Two variants of the design were printed; the first had the serial number at the top of the obverse, whereas the second and more common variant had the years 1867 and 1967 printed twice flanking the apex of the coat of arms. In 1968, the Bank of Canada stopped issuing the commemorative note and once again began circulating the $1 banknote with the Saskatchewan prairie on the reverse.

==Printing==
The banknotes were printed on dry paper instead of using the wet paper printing process of earlier series, and the paper consisted of 50% flax and 50% cotton. The printing process was changed from earlier banknotes, as the design now required one intaglio plate and two lithographic plates.

The Canadian Bank Note Company printed the $1, $20, $50, $100, and $1000 banknotes, and the British American Bank Note Company printed the $2, $5, and $10 banknotes, and later the $1 banknote as well.

In 1965, after receiving authorization from the Bank of Canada, the printing companies updated their plates to print 40 banknotes per sheet of paper, instead of 32 printed per page to that point in time. The Bank of Canada also authorized engraving the signatures of the Governor of the Bank of Canada and the deputy governor directly onto the intaglio printing plates, instead of stamping them on the banknotes using letterpress printing.

==Security==
The design of the banknotes featured a "soft vignette" of the portrait on the obverse, instead of the decorative frame about the portrait used for the 1935 Series and 1937 Series of banknotes. This was deemed to make counterfeiting the banknotes more difficult.

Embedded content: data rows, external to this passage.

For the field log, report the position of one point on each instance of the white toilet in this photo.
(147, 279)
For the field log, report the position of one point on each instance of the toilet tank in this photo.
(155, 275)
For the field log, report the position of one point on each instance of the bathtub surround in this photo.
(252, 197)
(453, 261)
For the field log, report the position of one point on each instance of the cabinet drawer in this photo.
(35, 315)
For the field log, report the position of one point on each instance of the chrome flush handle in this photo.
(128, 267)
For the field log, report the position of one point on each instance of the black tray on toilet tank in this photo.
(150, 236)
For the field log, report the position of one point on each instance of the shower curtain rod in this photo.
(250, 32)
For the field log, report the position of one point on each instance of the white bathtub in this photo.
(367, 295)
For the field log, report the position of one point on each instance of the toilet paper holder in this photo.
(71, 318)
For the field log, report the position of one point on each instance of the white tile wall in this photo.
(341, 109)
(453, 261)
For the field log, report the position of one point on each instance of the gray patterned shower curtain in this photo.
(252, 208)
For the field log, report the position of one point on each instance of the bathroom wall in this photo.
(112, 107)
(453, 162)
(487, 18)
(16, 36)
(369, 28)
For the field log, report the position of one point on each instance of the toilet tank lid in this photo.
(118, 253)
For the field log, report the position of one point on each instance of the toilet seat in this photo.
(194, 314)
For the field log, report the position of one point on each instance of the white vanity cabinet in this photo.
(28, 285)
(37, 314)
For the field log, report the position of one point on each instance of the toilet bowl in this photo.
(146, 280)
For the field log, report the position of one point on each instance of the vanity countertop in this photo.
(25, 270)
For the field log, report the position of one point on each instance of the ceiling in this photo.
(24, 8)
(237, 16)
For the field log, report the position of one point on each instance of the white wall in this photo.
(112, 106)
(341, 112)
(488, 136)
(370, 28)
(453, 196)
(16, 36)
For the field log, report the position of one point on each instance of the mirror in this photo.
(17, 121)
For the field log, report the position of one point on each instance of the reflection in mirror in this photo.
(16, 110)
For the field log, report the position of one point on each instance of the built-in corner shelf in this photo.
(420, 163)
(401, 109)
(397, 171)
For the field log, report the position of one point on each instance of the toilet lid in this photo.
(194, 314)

By 1967, the series was heavily counterfeited, and by 1973, the $50 banknote had a counterfeit ratio of over 950 parts per million.

==Reception and legacy==
The banknotes were described as "a little less pro-British" by the Halifax Chronicle-Herald.

==="Devil's Head" banknotes===
The design of the hair behind the ear of Elizabeth II "gave the illusion of a grinning demon", leading to the banknote series nickname "Devil's Head". The demon was described as having "pouchy eyes, hooked nose with flared nostrils and thick loose lips". The devil's head appearance can be seen in the banknote obverses illustrated above, particularly if the right-hand side of the Queen's head is enlarged. British alderman H.L. Hogg of Hartlepool stated that the perfection of the devil's face appearance in the banknote resulted from "the fiendish design of the artist... or the engraver who made the plate" and wrote a letter of complaint to Norman Robertson, the High Commissioner for Canada in the United Kingdom in March 1956. The Bank of Canada had begun addressing the problem in late 1955, and in March 1956, it announced that it had ordered the Canadian Bank Note Company and BA International to modify the engraved printing plates for all banknote denominations, resulting in printed banknotes having darkened highlights of the hair behind the ear. Banknotes printed using the new plates were issued later that year. The original banknotes of this series now command high prices among numismatics dealers and collectors.